杨根吐出半口鲜血,“你他妈......!”
我提起杨宗的衣领,“轮到你说了!”
“我不说了!你别打了!”
抽了口烟,我满意得看着两人被打得屎尿都失禁了,浑身臭味一片。
这种人光是打服是不行的,还得摧残他们的傲气和自尊。
我趁着夜色回了市里,第二天开了一辆豪车回了村,连身上也换上了名牌西装。
只是这次家门口早就挤满了人,我还没来得及显摆就被警察围住了,“陈邦维是吗?请出示你的身份证,有人指控你昨夜故意打人,构成寻衅挑事罪,请跟我们走一趟!”
4
身旁还站着鼻青眼肿的杨家两兄弟,以及看热闹的村民。
我微微一笑:“警官,冤枉啊,我昨天回市里拿车了,怎么有时间去打人?”
杨根跳脚,气急败坏:“警察同志,就是他!我和我弟亲耳听见他的声音!”
“是他陈邦维干的!他和我们有矛盾!暗地里下的死手!”
我不慌不忙拿出手机调出我在市里住所的监控给警察看:“警官,昨天下午我就回了市里,就直呆在家里,你可以去查路况电子眼就能知道我的行踪了。”
警察很快去核实了,没一会儿就回来跟我道歉,还批评杨家两兄弟乱指证。
警察走后,杨家两兄弟眼里冒出火花,似乎是想吃了我。
村民这才有时间开了口,眼睛里充满艳羡,
“邦维啊!这是你新买的车吧?真是厉害!”
“可不是!这个牌子我听我儿子说过!可不便宜啊!要个十几万呢!”
“这么贵!你真是真人不露相啊!低调得紧!走!上叔那里吃顿饭去!叫你婶给你做你小时候最喜欢的烤鸡吃!
众人都在七嘴八舌的恭维我,邀请我去上门吃饭,我一一婉拒了,
“就去市里租了辆车就回来装逼!有你的啊!”杨根看着村民道:“租车也就一天两百块,有什么厉害的!”
我早就知道有这么一遭,掏出汽车登记证,“兄弟,你这就是胡乱揣测了,这就是我的车,你就算初中没毕业也应该认识字吧?”
“我看不像是租的,你看邦维身上这套衣服,质量可比我在市里上班的儿子穿得好!”
“他都拿出产权书了,能是租的吗?”
村民又开始纷纷议论。
杨宗呸了一声道:“谁跟你是兄弟!陈邦维,你给我等着,昨晚的事我跟你没完!走路长点眼,睡觉长点心!别怎么死都不知道!”
两人吃了瘪,不甘心的走了,最后打人事件不了了之。
其实监控是真的,只是那个在我家的只是个和我长得像的手下员工而已。
我在外面发了财的消息不胫而走,意想不到的人上了门。
一身娇俏的梁玲站在大门处怯生生的喊到:“邦维哥。
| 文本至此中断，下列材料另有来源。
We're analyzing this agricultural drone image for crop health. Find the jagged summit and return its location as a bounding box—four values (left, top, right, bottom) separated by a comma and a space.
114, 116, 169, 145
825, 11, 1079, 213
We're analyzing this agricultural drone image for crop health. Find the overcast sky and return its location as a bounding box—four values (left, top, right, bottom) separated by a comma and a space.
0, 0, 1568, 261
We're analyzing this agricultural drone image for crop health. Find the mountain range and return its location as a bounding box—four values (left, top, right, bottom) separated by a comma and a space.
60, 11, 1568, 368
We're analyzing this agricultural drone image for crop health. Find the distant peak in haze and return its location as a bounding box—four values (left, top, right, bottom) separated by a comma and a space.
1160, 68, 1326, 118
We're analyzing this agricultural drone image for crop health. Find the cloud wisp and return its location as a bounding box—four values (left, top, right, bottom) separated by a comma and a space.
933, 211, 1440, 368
”
5
我记忆中已经差不多忘记梁玲的长相了,眼下见到她的面容,记忆才逐渐的清晰起来。
我礼貌而疏离的应了一声,“好久不见啊,玲妹子。”
梁玲道,“邦维哥,你什么时候回来?也不和我说一声。”
我清了清嗓子:“昨天刚回来的,听说你要和杨根结婚了,恭喜啊。”
梁玲跺了跺脚,急切的说:“邦维哥,你听我说,这都是那杨根逼我的,我爸收了他家的彩礼!听说你现在在市里工作得不错!你带我走吧!当初是我不好!不该和你提分手!原谅我吧!求你了邦维哥!”
她真情实意的表了白,我也打算坦白自身,“玲妹子,哥也想帮你,但哥在外面也混得不好!天天捡破烂。”我表情真切,“要是你不嫌弃,跟我去市里,咱俩租房住!”
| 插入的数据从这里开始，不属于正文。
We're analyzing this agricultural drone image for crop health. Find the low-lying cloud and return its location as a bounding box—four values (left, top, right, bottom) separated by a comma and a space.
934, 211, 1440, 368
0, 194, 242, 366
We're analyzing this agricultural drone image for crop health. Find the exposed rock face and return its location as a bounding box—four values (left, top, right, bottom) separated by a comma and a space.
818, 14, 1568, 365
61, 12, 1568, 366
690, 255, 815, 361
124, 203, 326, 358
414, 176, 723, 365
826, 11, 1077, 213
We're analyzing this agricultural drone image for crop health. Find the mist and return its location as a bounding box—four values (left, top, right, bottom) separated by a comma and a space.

梁玲脸上一僵,随即埋怨道:“人家可都说你买了个十几万的车。”
“我那车是我全身家当了,还背负十几万车贷呢!”
梁玲呵呵干笑几声,“没事,多干几年就能还清了,我家里还有事先走了!”
她匆匆离开,夜色浓厚,我悄悄跟着着她,看着她进了杨家大门。
鱼儿已经开始上钩了!
6
第二天一大早,村里又出现了大事,那就是我停在大院外面的豪车被人给砸了。
老父亲一早起来看见这场景就忍不住骂:“造孽啊!这又是谁干的!”
我在屋子里忍不住嘴角一扬,原来老爸演戏也是一把好手,昨天夜里外面人砸车的声音可是听得一清二。
村民都前来围观,李叔忍不住惋惜道:“这好好的车!怎么成了这样!”
“唉,这也太无法无天了!”
大家都门儿清知道是谁干的!但又都不敢说。
这回轮到我报警了,警察很快就来了,似乎对我们村最近频繁报警有了阴影,一上来就问:“报的什么警?”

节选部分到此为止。